We kept in constant contact with them because for some of them it really felt like they were being fired. A lot of these people had lifelong volunteer histories with the organization and this is what they knew. This was their spare time, this was their blood, sweat, and tears, and they felt we were just tossing them to the side. We didn’t want to make them feel that way. We tried to involve them as much as we could in the sunset of the program by making them feel like, “Hey, these were your contributions over the years and we want to preserve them. We want to move this content into ProjectManagement.com. Not only do we want to move the content, we want you to come along and act as subject-matter experts within the community.”
What we did was before we started to shut down the communities of practice, we asked them to start making their presence known within ProjectManagement.com. As they made contributions there, we would, using the gamification in the system, award them trailblazer badges, which were really designed to say, “I made a significant contribution to community or for PMI.”
Some of those people stuck around, they thought it was great, and they’re doing other volunteer roles within the organization because one of the things that they couldn’t do as a COP leader was also be a chapter leader because we knew what the demands of that role were and we didn’t want them to have any type of conflicts or wear them down, or things of that nature.
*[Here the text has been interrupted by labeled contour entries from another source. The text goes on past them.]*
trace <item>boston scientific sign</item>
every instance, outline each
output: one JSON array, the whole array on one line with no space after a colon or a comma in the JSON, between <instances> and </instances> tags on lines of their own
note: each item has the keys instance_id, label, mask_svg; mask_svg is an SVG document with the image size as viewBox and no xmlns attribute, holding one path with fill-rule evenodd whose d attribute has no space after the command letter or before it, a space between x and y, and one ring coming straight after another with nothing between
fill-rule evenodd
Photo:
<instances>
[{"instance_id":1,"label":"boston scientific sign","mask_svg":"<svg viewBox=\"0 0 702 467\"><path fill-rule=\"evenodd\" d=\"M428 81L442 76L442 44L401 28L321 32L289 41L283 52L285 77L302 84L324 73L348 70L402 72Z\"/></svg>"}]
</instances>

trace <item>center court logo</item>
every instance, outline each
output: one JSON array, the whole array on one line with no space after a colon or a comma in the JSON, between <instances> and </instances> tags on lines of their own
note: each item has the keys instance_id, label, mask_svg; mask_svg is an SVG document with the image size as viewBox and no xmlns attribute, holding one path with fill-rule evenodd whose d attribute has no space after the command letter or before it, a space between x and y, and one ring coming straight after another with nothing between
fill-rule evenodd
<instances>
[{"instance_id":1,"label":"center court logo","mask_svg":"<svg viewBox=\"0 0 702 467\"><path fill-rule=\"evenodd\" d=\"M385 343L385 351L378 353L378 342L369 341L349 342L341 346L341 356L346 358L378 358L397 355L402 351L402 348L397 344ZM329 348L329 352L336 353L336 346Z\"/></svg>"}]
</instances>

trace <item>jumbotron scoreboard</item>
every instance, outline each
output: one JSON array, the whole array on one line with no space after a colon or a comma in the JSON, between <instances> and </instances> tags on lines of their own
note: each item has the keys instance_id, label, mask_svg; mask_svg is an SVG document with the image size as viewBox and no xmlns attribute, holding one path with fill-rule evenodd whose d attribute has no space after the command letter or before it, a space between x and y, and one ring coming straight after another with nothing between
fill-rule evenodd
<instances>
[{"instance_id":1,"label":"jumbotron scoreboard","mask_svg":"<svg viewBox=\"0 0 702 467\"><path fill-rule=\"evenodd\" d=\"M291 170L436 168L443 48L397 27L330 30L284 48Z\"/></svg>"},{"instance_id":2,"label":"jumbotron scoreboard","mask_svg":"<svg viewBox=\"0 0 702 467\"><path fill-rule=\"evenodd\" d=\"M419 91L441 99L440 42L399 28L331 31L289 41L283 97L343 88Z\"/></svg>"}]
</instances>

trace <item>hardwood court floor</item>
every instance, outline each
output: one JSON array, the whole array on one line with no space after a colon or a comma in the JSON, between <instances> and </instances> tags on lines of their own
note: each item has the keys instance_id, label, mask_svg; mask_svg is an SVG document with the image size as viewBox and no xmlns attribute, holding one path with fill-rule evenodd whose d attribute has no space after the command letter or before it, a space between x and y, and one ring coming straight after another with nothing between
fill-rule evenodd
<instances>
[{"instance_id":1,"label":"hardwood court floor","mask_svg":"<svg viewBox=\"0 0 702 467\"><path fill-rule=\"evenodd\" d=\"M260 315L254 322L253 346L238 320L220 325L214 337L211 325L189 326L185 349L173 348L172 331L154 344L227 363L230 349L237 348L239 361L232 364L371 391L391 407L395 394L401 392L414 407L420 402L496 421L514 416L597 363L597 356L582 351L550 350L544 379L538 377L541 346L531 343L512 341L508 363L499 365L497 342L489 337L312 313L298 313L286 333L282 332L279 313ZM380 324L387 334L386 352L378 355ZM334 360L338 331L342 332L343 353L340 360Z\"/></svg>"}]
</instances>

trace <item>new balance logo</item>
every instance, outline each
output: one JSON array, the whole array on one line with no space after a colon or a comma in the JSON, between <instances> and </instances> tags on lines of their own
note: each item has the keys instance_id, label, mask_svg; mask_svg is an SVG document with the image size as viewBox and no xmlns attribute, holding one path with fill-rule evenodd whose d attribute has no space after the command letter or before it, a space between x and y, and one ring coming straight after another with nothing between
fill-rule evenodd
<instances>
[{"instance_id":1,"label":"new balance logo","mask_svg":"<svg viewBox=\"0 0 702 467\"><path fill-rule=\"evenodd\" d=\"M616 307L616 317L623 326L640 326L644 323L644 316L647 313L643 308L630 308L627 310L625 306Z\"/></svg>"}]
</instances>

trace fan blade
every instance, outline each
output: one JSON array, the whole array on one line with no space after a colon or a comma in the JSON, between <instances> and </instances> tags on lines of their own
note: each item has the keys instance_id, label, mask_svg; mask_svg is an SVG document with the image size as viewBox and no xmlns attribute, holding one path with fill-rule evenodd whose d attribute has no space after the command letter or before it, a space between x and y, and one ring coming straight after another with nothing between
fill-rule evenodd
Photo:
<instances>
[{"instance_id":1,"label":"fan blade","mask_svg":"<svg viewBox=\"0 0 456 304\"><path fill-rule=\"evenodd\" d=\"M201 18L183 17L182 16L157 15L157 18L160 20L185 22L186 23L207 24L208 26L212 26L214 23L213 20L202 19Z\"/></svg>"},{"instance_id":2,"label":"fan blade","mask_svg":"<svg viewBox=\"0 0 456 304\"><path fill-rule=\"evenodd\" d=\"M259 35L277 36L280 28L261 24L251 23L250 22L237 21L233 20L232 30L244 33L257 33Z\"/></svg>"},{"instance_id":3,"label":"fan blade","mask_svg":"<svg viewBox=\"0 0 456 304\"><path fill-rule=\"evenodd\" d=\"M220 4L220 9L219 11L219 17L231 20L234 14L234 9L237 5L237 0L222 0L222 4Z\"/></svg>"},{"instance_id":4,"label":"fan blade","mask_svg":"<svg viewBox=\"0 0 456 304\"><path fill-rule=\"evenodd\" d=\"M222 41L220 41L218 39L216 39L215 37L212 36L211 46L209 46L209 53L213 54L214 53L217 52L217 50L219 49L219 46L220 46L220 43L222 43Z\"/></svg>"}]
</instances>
Now that you’re not a COP leader, you can volunteer for whatever you want to volunteer for and actively participate in the community. That restriction’s no longer there.
We try to show them what the perks of that was so that it didn’t sting so much. Like I said, then involve them in every piece of the process that we could up until the day that we finally went dark on those COP sites and then resurrected community as ProjectManagement.com.
[00:15:21] Patrick O’Keefe: You’re totally off of volunteers now right ProjectManagement.com. You don’t have any sort of volunteer staff members on there?
[00:15:27] Marjorie Anderson: Yes, there is no formal volunteer roles. We do have people who, like I said, were from the former communities of practice who stuck round to continue to facilitate creating content and forming content teams and working with users to create webinars and things of that nature, but in terms of a formal role that’s assigned to them, no, we don’t have those any longer.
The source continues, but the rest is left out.